Her lips curve up. “You think that’s why the two of you finally hooked up?”
I give a short laugh. “Maybe. It’s one reason, anyway.” I give her a curious look. “He really said he was in love with me?”
“He said he had been for a long time. My guess is that he liked you from the moment you started work there, but after the problems with Ginger, he did his best to ignore it.”
“I was with someone else, too,” I admit. “And he’d never have made a move on me until I was free.”
“When did you break up with your ex?”
“Last Friday.”
“Oh…” She laughs. “Well, that explains a lot.” She sips her iced tea, her eyes twinkling. “Are you in love with him, too?”
I look down at my drink as I swirl the liquid over the ice. I am… but my spirits sink slowly as I think about the pointlessness of our situation. “It doesn’t matter,” I tell her. “I’m not good enough for him.”
She glares at me then. “Young lady, what a terrible thing to say. No person on this earth is better than another.”

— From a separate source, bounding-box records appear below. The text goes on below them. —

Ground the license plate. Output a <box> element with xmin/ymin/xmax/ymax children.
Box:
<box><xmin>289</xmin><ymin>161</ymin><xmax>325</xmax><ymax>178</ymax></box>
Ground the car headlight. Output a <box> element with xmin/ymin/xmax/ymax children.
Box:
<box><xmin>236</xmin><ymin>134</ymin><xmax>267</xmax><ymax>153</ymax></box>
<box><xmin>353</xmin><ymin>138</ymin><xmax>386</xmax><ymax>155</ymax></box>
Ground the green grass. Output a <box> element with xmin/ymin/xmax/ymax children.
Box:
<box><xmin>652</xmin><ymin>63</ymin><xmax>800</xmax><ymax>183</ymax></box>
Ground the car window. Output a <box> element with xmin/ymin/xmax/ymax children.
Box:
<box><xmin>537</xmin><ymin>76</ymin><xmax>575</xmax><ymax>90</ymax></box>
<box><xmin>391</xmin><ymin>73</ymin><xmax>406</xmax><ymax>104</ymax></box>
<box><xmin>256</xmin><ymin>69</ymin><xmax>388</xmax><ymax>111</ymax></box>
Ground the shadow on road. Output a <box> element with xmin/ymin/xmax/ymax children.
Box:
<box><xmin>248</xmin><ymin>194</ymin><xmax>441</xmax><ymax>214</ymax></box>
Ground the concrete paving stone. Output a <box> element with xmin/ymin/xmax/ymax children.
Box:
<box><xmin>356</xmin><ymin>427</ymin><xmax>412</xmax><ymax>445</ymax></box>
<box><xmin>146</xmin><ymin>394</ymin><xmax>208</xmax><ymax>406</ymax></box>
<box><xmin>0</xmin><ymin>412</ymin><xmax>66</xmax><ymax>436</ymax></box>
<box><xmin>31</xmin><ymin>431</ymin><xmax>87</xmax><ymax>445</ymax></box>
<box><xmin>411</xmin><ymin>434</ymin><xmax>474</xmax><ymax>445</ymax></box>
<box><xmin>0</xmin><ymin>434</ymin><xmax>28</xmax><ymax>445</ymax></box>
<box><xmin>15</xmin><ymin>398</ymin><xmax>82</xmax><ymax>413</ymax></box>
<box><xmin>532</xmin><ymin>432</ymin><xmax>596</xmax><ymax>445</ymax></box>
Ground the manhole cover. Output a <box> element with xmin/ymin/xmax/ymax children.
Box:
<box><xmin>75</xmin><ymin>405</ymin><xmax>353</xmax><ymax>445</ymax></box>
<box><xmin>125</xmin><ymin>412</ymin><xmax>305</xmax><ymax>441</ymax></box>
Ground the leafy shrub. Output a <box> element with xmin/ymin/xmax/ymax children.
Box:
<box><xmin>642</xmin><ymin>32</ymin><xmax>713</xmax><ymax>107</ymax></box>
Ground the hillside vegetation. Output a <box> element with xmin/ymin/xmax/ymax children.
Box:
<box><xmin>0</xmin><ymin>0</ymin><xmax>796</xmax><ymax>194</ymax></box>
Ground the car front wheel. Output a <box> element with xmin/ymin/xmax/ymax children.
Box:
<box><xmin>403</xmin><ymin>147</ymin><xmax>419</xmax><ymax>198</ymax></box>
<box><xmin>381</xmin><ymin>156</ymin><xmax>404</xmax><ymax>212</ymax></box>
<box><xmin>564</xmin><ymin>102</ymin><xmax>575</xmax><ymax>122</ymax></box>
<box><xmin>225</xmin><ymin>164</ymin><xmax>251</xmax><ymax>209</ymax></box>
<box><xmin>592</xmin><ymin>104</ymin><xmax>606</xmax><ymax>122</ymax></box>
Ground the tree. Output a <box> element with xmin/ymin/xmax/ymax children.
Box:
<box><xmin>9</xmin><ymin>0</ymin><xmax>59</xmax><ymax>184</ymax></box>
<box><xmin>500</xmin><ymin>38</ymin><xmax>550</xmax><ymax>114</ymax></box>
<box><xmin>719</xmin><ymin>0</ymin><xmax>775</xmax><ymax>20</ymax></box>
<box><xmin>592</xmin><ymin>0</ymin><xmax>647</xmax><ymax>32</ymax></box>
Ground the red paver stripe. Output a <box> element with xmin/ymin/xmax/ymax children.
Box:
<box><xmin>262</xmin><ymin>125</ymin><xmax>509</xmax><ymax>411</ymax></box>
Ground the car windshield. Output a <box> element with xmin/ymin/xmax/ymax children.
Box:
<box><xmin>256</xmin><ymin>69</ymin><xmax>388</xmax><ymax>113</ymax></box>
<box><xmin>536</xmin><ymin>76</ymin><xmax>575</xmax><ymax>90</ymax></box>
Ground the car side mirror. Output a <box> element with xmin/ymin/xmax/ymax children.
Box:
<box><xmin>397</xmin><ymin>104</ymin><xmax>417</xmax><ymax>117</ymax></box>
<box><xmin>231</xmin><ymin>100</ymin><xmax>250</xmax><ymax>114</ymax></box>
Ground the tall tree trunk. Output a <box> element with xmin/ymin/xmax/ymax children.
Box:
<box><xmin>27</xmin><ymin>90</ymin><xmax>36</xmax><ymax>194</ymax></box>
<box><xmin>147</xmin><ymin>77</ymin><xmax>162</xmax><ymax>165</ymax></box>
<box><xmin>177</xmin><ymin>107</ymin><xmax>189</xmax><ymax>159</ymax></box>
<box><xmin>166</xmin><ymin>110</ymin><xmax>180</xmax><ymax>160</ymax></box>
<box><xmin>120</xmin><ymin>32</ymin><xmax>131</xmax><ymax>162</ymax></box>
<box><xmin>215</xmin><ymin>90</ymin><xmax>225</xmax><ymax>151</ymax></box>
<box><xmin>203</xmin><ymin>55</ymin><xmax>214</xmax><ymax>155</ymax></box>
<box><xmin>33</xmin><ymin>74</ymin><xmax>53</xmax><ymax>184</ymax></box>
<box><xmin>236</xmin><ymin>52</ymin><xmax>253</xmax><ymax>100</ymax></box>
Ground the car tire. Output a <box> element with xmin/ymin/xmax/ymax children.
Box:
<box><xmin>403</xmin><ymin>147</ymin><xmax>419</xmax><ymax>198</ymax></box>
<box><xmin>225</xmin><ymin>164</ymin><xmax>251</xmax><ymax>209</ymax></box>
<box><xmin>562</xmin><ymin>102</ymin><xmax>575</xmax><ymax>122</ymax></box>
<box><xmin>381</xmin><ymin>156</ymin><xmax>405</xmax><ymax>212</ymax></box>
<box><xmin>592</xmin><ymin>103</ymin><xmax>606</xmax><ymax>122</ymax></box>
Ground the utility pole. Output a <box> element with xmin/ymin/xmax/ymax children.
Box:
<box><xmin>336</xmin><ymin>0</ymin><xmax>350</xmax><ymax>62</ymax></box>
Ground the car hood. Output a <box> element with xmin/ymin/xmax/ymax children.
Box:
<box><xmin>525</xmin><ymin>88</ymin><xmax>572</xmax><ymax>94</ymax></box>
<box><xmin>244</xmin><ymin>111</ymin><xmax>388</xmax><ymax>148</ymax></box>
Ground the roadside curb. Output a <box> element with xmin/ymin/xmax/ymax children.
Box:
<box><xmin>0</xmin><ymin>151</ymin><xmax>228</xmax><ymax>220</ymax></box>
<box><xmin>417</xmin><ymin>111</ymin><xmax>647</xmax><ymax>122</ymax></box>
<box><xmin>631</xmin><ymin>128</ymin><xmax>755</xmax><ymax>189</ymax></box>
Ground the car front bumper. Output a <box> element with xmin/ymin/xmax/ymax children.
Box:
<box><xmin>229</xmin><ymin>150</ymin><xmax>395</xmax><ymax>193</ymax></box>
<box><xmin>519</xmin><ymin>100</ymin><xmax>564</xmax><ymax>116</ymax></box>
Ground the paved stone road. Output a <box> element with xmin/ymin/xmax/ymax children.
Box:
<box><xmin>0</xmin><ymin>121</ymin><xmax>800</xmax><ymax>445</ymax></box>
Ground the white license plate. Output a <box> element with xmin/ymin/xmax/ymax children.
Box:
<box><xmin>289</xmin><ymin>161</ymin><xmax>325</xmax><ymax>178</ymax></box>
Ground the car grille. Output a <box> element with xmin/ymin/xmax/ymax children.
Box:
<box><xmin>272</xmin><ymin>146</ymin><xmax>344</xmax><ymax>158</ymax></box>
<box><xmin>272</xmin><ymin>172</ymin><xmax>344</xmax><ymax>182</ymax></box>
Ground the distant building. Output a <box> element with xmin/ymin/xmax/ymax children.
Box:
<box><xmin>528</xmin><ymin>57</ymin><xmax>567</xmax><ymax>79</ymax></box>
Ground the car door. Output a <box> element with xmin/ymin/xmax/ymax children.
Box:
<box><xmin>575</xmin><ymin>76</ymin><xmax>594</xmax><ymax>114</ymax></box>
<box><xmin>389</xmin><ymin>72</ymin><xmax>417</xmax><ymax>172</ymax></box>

“That’s an admirable point of view, but it’s not really practical. His father is a deacon, and from what he’s told me about him, I’m really not the sort of girl he’d like for his son.”
“Why?” she asks, clearly baffled. “What can you possibly have done to make that statement true?”
I put down my drink. “I’d rather not discuss my relationship with Fraser, if that’s okay.”
She bites her bottom lip, then says, “No, you’re right. It’s none of my business. Okay, let’s concentrate on the museum, and I’ll go through my idea. Are you busy Saturday?”
“No.”
“Good. Then this is how I think you can help.”